Artù si chiese cosa avrebbe pensato Morgana quando, inevitabilmente, si sarebbe ritrovata coinvolta in quelle attività. E, altrettanto inevitabilmente, il solo pensare alla giovane illanguidì il suo corpo al punto che fu costretto lui stesso a chiedere congedo dal padre. 

***

 La festa venne pertanto fissata in coincidenza con il giorno di Pentecoste, poco più di una settimana più tardi. Quella settimana sarebbe stata molto impegnativa per Ginevra e per chiunque fosse stato intorno. Una volta stabilito ufficialmente che quelli sarebbero stati festeggiamenti di Pentecoste, infatti, la ragazza aveva deciso che si sarebbe dovuto trattare di una festa splendida, in qui la gente che ancora non credeva in Cristo potesse rendersi conto di quanto grande potesse essere la benevolenza del Signore e comprendere che, per quanto rinunce e penitenze facessero indiscutibilmente parte della sua fede, non erano richieste invano.
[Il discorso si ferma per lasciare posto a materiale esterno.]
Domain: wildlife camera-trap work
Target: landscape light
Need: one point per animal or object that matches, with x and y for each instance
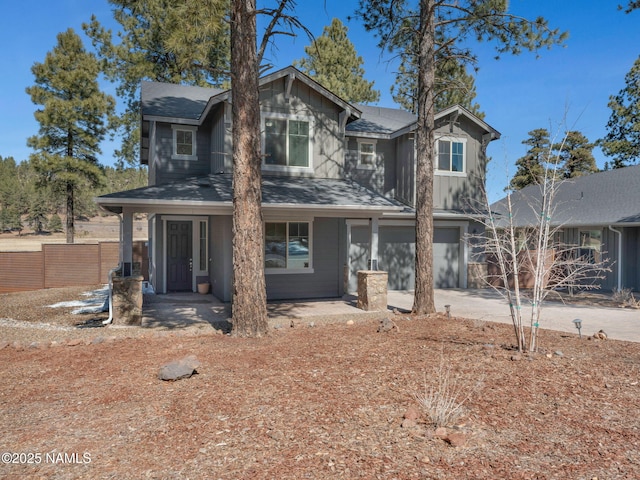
(578, 324)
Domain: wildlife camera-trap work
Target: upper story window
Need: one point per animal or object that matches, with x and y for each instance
(451, 156)
(287, 142)
(591, 245)
(366, 154)
(184, 142)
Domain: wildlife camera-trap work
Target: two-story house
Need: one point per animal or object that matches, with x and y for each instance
(338, 189)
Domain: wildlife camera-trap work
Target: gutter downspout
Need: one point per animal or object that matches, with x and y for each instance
(619, 255)
(110, 319)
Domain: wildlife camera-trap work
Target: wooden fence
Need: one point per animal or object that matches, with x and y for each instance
(65, 265)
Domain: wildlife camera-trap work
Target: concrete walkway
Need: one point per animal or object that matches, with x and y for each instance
(187, 309)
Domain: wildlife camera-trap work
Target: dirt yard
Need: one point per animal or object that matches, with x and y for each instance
(330, 401)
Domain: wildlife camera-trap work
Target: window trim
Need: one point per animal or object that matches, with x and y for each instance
(595, 255)
(451, 139)
(194, 142)
(285, 270)
(374, 154)
(296, 118)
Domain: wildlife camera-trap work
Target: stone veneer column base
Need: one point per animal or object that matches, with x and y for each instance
(127, 300)
(372, 290)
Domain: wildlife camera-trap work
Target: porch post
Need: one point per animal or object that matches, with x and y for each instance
(373, 262)
(126, 243)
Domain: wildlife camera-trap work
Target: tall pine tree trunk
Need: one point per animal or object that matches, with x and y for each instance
(249, 302)
(423, 302)
(70, 213)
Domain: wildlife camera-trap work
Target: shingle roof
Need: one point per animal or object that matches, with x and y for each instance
(276, 192)
(174, 101)
(604, 198)
(381, 120)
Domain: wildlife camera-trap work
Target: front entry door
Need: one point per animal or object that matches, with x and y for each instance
(179, 256)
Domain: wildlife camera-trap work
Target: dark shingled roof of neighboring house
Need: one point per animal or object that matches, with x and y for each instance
(604, 198)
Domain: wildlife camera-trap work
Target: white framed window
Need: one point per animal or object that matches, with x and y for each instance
(184, 142)
(287, 247)
(451, 156)
(287, 142)
(591, 245)
(366, 154)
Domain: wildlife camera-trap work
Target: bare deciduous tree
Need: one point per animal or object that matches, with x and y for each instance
(534, 249)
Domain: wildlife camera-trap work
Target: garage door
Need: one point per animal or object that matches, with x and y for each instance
(397, 256)
(446, 250)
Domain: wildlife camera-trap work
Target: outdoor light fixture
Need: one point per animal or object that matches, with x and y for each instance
(578, 323)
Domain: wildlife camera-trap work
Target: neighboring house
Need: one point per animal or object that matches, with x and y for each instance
(338, 189)
(600, 213)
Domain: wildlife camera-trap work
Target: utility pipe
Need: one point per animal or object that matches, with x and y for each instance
(619, 255)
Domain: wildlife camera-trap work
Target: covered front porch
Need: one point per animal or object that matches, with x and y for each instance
(191, 312)
(190, 233)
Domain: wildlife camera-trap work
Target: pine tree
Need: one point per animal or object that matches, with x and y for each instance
(576, 155)
(531, 167)
(174, 41)
(453, 85)
(622, 141)
(72, 121)
(55, 223)
(333, 62)
(442, 30)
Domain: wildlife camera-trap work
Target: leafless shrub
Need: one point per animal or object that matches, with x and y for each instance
(444, 395)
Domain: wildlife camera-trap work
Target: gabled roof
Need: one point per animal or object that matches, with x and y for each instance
(599, 199)
(174, 101)
(293, 74)
(215, 192)
(392, 122)
(381, 120)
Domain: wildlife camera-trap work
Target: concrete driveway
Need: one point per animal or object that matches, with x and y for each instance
(486, 304)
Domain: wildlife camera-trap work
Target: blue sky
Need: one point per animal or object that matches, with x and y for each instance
(565, 87)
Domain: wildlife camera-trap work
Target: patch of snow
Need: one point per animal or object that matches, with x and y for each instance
(97, 302)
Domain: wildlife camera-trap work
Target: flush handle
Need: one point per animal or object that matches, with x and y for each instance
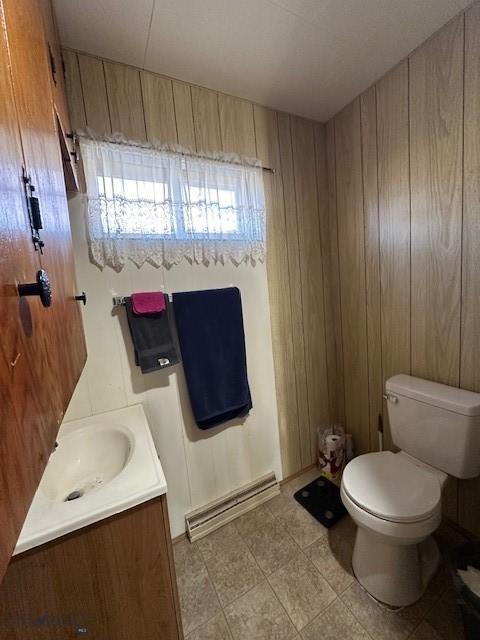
(390, 397)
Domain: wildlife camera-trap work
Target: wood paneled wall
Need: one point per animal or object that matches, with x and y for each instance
(113, 98)
(404, 190)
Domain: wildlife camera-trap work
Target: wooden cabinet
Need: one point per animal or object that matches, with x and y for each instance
(114, 580)
(42, 349)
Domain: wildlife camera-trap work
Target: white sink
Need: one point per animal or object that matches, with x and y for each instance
(104, 464)
(86, 460)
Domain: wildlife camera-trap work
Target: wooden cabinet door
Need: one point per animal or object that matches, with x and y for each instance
(42, 350)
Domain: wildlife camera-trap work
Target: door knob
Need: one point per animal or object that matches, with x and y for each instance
(39, 288)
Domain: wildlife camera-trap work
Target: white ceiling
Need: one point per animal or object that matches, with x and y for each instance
(309, 57)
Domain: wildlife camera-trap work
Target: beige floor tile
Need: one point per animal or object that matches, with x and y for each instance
(187, 557)
(335, 623)
(445, 617)
(303, 528)
(302, 591)
(230, 564)
(258, 615)
(380, 623)
(424, 632)
(271, 545)
(333, 564)
(251, 522)
(220, 540)
(198, 600)
(214, 629)
(438, 585)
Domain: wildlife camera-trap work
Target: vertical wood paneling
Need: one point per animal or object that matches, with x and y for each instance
(311, 274)
(436, 90)
(183, 114)
(333, 315)
(236, 125)
(125, 100)
(157, 93)
(394, 224)
(469, 490)
(268, 151)
(352, 272)
(291, 243)
(94, 94)
(368, 112)
(74, 90)
(206, 119)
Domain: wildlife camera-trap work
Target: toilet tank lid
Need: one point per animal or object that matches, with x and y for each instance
(439, 395)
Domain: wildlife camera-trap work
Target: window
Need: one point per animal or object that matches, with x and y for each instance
(163, 206)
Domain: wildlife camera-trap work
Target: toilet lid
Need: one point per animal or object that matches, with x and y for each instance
(390, 487)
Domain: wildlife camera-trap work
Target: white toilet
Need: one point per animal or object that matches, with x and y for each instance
(396, 498)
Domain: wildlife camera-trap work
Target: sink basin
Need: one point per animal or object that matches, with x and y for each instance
(103, 465)
(86, 460)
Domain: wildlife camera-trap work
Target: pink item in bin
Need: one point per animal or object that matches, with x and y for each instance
(148, 302)
(331, 451)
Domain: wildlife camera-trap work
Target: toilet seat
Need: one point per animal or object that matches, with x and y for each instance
(390, 487)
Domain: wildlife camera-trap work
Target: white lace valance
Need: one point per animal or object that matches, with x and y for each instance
(155, 205)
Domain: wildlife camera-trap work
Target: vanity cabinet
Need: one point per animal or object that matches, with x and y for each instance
(42, 349)
(114, 580)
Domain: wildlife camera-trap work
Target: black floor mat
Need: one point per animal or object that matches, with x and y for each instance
(321, 498)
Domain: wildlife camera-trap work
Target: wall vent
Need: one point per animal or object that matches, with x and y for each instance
(214, 515)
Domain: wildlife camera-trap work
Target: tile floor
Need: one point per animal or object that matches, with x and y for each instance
(277, 574)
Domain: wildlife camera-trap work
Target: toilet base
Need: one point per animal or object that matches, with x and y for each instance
(394, 574)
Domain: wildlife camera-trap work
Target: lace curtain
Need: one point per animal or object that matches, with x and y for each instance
(154, 205)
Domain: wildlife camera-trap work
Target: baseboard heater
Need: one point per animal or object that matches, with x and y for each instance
(214, 515)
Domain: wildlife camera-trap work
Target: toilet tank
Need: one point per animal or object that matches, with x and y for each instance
(435, 423)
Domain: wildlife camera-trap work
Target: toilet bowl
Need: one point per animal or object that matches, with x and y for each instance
(395, 502)
(396, 498)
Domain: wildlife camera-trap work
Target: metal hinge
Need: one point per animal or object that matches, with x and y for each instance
(53, 66)
(34, 213)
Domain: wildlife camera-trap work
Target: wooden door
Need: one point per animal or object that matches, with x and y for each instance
(42, 350)
(57, 82)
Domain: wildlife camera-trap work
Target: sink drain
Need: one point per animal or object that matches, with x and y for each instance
(73, 495)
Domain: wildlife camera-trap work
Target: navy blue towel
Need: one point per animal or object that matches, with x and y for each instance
(212, 342)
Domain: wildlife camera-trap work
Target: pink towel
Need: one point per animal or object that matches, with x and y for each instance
(148, 302)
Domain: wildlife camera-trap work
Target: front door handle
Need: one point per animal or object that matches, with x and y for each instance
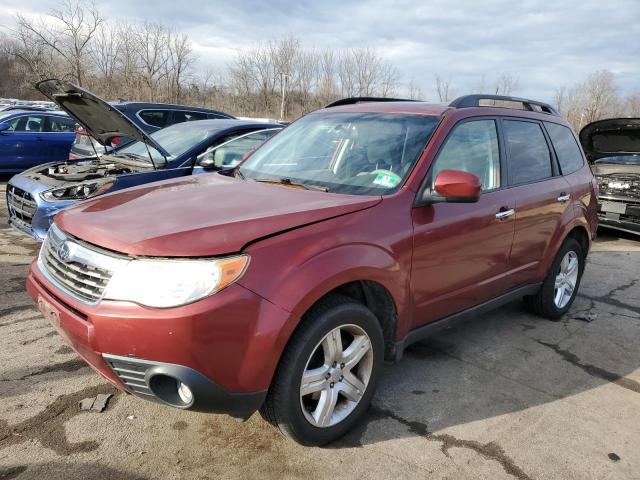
(502, 214)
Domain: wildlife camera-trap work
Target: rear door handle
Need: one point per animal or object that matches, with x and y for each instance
(502, 214)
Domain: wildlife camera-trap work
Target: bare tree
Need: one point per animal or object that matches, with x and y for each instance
(506, 85)
(68, 33)
(443, 89)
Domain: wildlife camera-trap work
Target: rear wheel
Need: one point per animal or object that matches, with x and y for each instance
(328, 372)
(560, 287)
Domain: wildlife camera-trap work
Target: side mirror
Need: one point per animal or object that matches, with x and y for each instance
(456, 186)
(207, 160)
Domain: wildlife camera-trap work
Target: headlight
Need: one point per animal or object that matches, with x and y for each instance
(80, 191)
(171, 283)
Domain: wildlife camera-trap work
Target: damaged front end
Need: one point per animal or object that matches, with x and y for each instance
(612, 146)
(36, 195)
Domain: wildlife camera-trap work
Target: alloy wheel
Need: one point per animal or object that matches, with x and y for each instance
(336, 376)
(566, 279)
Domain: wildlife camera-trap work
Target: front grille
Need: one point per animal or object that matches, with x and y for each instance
(21, 204)
(621, 185)
(132, 373)
(76, 268)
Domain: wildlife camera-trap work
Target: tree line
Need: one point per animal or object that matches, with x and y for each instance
(282, 78)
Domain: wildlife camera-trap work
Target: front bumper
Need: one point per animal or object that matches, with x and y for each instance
(620, 213)
(222, 347)
(38, 225)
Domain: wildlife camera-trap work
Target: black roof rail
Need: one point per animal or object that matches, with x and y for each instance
(475, 99)
(354, 100)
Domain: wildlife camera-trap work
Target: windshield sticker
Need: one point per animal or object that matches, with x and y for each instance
(387, 180)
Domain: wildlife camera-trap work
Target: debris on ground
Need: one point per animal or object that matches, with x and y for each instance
(585, 316)
(97, 403)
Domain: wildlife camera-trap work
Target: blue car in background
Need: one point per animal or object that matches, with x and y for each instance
(35, 196)
(150, 117)
(31, 137)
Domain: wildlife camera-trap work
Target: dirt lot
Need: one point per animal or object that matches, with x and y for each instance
(507, 396)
“Eleine, tu mi aiuterai a richiamare la tovaglia per l’altare maggiore. Celine, tu e Isabelle vi occuperete delle decorazioni per il palazzo e la piazza principale: coinvolgete anche le vostre amiche e le vostre serve per farvi dare una mano. Voglio che tutto sia perfetto” ordinò alle sue dame, riunitesi quel pomeriggio stesso in uno dei giardini interni del castello. “Tu Morgana ti occuperai del filato e delle tovaglie: nessuna di noi tesse un filo fine e regolare, ma resistente, come il tuo. Sei dispensata da tutti i tuoi altri incarichi, compresi quelli che ti assegna di tanto in tanto Gaius. Ho già parlato con lui e mi ha detto che non ci sono problemi.”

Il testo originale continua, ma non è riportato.